Both partners were appointed as sole heirs by Magnus Hirschfeld. Karl Giese committed suicide in 1938 at his last residence in Brünn. Li Shui Tong died in Vancouver in 1993 at the age of 86. . The Hirschfeld legacy given into Giese’s hands was lost in the turmoil of the Second World War. What remained was made accessible to science or the public. For example, parts of Li Shui Tong’s legacy, such as a testament in the form of a diary from the years 1929-1935, were given to the Magnus Hirschfeld Society.
During Hirschfeld’s French exile, the National Socialists plundered the Institute for Sexual Research and burned his extensive book collection. Hirschfeld died unexpectedly in 1935, serving the Nazis and their propaganda as a prominent symbol of the degenerate Jew even after his sudden death. The last book by Magnus Hirschfeld, published a few years after his death, attracted much attention. Its content was a comprehensive indictment of racism in Nazi Germany and throughout European history.

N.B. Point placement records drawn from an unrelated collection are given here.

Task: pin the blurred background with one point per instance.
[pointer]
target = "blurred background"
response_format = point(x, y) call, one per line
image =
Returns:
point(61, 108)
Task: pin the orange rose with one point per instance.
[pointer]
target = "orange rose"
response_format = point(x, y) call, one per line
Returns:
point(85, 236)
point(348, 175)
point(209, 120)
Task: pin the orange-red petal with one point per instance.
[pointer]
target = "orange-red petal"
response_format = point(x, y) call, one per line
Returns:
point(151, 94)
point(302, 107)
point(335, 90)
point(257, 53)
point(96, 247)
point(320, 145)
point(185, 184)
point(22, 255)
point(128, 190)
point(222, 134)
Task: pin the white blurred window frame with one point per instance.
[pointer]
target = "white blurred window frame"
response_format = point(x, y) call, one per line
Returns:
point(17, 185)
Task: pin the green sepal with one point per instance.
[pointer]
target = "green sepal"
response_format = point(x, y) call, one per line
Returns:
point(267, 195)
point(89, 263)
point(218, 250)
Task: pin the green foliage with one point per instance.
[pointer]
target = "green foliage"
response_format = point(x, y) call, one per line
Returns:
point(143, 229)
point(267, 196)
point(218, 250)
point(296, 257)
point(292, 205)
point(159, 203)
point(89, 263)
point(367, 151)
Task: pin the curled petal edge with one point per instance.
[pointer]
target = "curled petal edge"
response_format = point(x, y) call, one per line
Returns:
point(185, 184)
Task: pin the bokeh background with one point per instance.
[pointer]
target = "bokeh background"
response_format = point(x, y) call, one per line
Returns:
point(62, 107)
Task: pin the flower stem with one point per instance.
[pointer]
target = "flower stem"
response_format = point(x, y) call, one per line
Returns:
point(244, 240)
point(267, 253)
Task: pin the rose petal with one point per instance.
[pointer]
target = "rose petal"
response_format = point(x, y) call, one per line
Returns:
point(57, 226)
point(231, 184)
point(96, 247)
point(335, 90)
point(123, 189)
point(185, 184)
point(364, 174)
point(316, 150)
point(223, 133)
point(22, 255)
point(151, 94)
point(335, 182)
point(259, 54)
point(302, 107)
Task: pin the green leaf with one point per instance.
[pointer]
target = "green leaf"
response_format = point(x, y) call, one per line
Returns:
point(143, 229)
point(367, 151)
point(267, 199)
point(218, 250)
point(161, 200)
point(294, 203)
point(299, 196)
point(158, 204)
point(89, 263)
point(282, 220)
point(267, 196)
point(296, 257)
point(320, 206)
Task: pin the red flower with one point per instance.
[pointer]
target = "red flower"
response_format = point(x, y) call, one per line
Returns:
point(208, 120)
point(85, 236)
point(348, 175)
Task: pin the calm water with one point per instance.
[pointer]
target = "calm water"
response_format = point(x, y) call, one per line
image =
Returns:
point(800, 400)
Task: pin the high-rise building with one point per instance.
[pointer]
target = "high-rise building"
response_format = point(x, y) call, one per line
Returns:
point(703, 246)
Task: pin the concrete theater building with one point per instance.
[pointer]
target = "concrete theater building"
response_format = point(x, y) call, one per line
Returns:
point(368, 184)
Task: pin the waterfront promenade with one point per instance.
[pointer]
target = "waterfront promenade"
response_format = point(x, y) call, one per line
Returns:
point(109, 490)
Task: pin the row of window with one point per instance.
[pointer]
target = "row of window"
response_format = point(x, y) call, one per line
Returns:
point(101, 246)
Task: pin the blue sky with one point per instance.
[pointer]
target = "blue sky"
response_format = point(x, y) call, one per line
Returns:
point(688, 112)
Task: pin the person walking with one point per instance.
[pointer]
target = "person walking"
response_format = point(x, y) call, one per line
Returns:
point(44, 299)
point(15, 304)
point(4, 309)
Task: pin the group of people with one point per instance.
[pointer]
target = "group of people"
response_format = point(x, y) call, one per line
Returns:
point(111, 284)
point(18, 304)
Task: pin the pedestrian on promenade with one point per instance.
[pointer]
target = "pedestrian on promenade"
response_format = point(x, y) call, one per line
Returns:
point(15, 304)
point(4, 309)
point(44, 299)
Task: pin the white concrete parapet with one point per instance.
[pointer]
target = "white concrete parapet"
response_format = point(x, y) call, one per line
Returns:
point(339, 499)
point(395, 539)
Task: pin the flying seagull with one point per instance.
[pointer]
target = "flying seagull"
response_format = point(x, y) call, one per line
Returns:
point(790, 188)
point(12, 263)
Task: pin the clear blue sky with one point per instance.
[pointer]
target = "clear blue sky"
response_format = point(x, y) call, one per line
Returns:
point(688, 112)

Implications of the work of Magnus Hirschfeld
When one considers the temporal and social circumstances in which Magnus Hirschfeld not only dealt with the subject of homosexuality scientifically, but also campaigned for the rights of homosexuals and transgender people, his achievement can hardly be adequately acknowledged. For example, he had a great influence on the emergence of the gay rights movement in the USA. For example, Eric Marcus, a US author who published the book Making Gay History in 1992, in which he reviews the development of the LGBTQIA+ civil rights movement, apologises for not even mentioning the name of the German scientist Dr. Magnus Hirschfeld in his work.
Magnus Hirschfeld published numerous books in the field of sexual education. Such as “Geschlechtsübergänge”, which was dedicated to the topic of a third sex. His important works also include a research paper in which he used the term transvestite for the first time, thus creating a term for this group of people that is still valid today. Today, his most important work is considered to be his “Sexual Pathology”, a textbook consisting of three volumes.